Securing Filesystem Images for Unprivileged Containers – James Bottomley, IBM
User Namespaces are an essential tool of container security because they allow apparently privileged (root) execution within a container, while the executing entity is really unprivileged as the host (linux kernel) sees it. Unfortunately, the current cost of using user namespaces is that filesystem writes have to be at the identity seen by the kernel (the unprivileged uid/gid) rather than by the identity the container thinks it has. This is all fine and dandy until we want to share images and archives (even simple tar archives) amongst containers. Having the filesystem identity be the same as the container identity is essential for this sharing and is currently broken.

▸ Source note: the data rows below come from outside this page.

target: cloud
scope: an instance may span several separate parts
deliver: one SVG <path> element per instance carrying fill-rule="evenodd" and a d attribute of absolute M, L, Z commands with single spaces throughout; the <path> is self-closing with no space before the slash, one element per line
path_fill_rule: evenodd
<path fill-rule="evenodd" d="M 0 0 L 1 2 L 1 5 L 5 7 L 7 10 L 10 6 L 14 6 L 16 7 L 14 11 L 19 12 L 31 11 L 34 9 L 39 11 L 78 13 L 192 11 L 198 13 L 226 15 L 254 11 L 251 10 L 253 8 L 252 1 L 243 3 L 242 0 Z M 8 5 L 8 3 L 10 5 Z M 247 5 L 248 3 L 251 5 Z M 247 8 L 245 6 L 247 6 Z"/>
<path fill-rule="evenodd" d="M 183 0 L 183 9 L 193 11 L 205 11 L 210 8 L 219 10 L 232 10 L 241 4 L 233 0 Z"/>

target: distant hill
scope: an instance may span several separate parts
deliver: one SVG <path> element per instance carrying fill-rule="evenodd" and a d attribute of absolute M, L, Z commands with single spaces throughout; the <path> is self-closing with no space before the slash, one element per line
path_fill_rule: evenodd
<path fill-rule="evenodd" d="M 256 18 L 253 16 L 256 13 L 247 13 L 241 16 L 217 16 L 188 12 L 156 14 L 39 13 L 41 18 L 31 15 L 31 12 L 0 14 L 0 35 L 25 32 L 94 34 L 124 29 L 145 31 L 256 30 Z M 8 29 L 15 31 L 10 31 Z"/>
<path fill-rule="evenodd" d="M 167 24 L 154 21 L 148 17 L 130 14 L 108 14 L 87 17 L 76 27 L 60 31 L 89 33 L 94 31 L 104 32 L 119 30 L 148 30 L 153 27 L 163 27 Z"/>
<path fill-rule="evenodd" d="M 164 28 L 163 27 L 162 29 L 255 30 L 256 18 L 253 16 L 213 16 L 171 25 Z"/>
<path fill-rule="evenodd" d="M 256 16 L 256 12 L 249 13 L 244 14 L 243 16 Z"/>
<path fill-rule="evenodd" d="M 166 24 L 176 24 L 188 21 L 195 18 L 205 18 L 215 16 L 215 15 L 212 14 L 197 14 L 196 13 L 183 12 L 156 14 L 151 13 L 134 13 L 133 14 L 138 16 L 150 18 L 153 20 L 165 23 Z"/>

There are at least three mechanisms currently proposed for fixing this: shiftfs (by the author), userns portable roots and filesystem mappings. We’ll discuss the pros and cons of each of these approaches.
About James Bottomley
James Bottomley is a Distinguished Engineer at IBM Research where he works on Cloud and Container technology. He is also Linux Kernel maintainer of the SCSI subsystem. He has been a Director on the Board of the Linux Foundation and Chair of its Technical Advisory Board. He went to university at Cambridge for both his undergraduate and doctoral degrees after which he joined AT&T Bell labs to work on Distributed Lock Manager technology for clustering. In 2000 he helped found SteelEye Technology.